統計学輪講 第11回

日時 2022年07月05日(火)
14時55分 ~ 16時35分
場所 ハイブリッド開催
講演者 徳田 智磯 (地震研)
演題 Multiple clustering based on nonparametric mixture models for Gaussian and Wishart distributions
概要

For high-dimensional data, it is not straightforward to cluster objects because all features are not always relevant for a particular cluster solution. Some features may be irrelevant (noisy) for that cluster solution, but relevant for another cluster solution. In general, in high-dimensional case, one may assume multiple cluster solutions depending on a specific subset of features. In this situation, a conventional clustering method would not be able to reveal the underlying cluster structure, which is characterized by multiple cluster solutions. Despite the large availability of high dimensional data, effective methods to find such cluster structures have been less developed.

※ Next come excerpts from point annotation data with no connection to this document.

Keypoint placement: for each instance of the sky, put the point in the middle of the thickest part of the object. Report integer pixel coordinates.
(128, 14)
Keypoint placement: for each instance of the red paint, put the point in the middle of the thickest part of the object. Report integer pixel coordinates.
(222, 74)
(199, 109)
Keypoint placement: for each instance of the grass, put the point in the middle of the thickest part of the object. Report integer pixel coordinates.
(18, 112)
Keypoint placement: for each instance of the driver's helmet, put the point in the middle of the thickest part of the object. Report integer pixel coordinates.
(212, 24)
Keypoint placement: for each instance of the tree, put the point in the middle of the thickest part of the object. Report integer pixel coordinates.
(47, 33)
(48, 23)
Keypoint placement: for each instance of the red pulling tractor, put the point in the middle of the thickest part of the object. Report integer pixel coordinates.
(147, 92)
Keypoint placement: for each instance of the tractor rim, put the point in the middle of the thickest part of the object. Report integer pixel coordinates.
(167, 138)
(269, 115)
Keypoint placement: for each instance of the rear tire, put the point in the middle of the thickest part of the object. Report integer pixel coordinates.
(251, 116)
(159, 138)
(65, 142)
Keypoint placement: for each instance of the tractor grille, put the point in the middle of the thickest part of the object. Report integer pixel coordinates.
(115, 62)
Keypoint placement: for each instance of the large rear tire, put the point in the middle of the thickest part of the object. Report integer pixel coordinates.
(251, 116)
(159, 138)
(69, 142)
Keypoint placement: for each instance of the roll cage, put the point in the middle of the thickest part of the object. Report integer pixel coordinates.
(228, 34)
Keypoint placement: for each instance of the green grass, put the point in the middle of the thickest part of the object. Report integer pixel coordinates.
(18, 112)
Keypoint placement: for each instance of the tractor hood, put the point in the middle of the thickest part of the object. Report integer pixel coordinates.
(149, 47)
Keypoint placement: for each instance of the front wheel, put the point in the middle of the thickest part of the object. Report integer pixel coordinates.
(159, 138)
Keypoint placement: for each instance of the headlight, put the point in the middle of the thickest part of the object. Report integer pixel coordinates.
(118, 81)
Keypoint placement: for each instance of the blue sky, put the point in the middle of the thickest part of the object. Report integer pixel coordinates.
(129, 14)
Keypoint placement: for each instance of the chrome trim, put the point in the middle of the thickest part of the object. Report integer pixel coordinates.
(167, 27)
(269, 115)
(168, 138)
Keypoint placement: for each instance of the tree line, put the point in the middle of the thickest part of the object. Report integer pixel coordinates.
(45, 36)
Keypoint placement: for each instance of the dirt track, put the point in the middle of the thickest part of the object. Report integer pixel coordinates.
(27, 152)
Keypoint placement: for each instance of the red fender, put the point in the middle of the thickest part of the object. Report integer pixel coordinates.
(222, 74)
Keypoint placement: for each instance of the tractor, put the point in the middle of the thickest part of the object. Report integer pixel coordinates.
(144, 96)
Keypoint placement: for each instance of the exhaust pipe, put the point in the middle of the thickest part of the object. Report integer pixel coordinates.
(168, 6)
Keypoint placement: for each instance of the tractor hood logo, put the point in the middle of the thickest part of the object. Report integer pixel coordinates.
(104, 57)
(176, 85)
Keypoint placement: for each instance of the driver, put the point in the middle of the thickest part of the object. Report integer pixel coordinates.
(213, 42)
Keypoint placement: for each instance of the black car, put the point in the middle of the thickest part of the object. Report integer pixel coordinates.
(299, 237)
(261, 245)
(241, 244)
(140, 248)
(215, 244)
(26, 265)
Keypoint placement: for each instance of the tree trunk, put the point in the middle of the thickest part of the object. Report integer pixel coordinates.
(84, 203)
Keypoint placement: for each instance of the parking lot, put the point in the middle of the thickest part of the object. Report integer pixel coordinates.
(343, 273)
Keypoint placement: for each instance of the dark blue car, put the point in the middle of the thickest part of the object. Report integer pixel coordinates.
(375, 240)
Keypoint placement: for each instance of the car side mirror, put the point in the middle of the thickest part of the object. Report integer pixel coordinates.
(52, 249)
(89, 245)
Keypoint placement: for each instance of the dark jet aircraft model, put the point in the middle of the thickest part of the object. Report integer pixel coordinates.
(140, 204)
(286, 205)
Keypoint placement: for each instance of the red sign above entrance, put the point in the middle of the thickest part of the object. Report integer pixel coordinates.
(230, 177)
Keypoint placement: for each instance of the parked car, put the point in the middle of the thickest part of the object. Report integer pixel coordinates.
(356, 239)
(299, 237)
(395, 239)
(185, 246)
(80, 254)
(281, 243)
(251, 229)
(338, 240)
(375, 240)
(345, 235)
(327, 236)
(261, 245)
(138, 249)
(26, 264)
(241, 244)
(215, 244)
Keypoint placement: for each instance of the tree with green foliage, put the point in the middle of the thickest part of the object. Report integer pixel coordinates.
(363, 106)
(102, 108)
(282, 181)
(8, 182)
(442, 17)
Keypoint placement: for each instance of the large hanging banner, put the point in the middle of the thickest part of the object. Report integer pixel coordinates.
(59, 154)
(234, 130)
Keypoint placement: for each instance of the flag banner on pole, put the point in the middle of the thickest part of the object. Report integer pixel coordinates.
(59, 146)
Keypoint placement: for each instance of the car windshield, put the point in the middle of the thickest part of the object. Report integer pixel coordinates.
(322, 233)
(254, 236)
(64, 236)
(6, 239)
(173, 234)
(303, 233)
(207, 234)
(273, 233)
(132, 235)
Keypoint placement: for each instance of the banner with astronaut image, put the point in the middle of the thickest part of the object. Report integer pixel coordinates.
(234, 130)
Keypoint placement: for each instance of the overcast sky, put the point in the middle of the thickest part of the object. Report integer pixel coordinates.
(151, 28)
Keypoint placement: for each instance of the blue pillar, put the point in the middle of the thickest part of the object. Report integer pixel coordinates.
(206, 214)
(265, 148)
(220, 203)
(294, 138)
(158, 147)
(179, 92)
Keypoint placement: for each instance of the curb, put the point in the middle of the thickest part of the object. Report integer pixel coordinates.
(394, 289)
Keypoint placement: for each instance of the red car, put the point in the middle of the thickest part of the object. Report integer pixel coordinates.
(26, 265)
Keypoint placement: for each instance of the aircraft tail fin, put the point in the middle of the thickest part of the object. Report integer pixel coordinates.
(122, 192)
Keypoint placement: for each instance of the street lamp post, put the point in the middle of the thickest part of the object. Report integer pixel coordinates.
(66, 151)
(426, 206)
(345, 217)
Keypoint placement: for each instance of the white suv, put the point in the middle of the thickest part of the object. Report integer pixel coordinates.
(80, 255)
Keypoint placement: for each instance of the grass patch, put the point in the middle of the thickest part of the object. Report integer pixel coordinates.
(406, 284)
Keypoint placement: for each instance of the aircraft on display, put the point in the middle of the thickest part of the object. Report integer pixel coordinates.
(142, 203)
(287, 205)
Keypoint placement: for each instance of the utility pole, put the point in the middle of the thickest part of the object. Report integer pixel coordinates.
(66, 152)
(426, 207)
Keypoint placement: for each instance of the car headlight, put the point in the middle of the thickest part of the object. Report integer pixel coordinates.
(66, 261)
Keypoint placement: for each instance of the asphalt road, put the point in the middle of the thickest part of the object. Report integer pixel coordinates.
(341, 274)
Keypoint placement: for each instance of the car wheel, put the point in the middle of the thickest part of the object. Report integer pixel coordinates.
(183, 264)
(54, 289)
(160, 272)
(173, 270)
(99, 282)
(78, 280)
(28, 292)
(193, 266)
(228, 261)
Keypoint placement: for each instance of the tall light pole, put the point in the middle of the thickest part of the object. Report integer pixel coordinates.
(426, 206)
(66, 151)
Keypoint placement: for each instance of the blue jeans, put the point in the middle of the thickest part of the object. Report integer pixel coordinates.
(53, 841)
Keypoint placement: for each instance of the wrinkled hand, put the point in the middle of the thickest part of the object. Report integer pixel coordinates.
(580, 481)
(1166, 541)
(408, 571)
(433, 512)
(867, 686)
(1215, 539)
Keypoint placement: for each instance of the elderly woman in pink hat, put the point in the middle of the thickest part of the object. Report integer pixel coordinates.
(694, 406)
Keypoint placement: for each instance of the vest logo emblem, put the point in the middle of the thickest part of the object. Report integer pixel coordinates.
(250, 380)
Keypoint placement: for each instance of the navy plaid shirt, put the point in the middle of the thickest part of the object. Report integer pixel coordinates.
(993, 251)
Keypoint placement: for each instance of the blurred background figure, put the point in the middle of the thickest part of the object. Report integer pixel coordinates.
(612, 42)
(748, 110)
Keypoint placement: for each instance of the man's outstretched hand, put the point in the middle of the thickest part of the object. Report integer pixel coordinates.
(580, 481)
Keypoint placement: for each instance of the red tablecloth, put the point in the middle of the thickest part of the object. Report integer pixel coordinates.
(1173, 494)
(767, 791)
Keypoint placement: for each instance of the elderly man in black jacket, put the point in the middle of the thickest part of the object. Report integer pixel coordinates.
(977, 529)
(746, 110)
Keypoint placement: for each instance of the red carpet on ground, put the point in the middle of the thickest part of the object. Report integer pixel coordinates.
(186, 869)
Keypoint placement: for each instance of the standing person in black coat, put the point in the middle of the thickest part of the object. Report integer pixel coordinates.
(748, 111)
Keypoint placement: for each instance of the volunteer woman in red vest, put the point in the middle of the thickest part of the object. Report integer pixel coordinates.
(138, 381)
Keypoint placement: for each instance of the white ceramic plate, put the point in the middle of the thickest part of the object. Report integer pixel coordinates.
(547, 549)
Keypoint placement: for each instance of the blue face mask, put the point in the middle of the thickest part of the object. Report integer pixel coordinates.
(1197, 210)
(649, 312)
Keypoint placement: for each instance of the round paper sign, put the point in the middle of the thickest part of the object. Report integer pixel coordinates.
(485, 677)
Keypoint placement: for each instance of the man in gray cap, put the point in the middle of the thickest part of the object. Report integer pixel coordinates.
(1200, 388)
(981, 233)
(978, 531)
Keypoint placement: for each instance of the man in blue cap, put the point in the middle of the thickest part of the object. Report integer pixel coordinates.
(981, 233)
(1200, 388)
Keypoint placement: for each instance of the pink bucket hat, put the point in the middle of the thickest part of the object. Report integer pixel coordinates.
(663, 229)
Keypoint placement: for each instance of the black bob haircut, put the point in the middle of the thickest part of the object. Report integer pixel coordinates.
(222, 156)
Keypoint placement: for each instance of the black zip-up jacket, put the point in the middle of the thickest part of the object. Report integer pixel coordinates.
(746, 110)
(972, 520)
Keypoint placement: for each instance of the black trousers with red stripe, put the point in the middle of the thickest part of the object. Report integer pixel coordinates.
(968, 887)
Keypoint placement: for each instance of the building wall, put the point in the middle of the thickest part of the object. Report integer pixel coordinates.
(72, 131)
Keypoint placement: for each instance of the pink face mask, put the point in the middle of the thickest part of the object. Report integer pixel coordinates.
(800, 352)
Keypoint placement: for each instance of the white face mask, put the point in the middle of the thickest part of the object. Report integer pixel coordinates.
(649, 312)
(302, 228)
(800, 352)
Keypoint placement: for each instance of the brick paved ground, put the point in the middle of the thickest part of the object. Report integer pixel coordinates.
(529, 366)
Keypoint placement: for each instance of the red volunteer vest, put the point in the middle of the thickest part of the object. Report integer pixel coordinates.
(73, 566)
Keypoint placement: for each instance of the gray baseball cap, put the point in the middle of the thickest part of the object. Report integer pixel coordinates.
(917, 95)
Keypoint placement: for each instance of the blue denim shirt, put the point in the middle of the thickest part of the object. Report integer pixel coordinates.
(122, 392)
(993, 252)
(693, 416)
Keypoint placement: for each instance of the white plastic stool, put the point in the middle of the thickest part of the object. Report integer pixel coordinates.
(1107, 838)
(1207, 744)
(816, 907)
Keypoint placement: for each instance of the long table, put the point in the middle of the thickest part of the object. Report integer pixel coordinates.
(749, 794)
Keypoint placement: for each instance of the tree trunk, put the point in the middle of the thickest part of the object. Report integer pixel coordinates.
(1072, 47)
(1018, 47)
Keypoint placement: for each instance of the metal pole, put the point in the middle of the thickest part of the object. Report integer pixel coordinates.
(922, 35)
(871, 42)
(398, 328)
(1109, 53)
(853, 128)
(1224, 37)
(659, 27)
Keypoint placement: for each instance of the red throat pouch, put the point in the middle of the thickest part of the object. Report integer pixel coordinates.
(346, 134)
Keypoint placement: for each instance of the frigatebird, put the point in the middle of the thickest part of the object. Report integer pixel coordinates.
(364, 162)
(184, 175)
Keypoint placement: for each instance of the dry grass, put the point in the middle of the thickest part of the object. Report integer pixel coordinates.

In this talk, we discuss two novel clustering methods, which are useful to reveal the underlying multiple cluster structure. A first method (Tokuda et al., PLOS ONE, 2017) is based on Gaussian mixture models in which features are automatically partitioned into subsets of features, which yield multiple cluster solutions. This feature partition works as feature selection for a particular clustering solution, which screens out irrelevant features. Our method simultaneously optimizes both feature partition and multiple clustering, inferring the number of subsets and the number of clusters via the Dirichlet process. Further, to make our method applicable to high-dimensional data, a co-clustering structure is introduced for each subset of features. Moreover, we simultaneously model different distribution families, such as Gaussian, Poisson, and multinomial distributions in each cluster block, which widens areas of application to real data.

A second method (Tokuda et al., Neural Netw, 2021) is based on Wishart mixture models, which applies to correlation matrices of connectivity data without vectorization. The uniqueness of this method is that multiple clustering solutions are based on particular networks of nodes, optimized in a data-driven manner. Hence, it can identify the underlying pairs of associations between a cluster solution and a node sub-network. The key assumption of the method is independence among sub-networks, which is effectively addressed by whitening correlation matrices.

Finally, we applied these methods to brain imaging data (MRI) in neuroscience. A first application is to identify subtypes of depressive disorder (Tokuda et al., SciRep, 2018). A second one is to reveal a relationship between brain networks and psychiatric disorders (Tokuda et al., Front. Psychiatry, 2021). We demonstrate the usefulness and power of the proposed methods for these applications.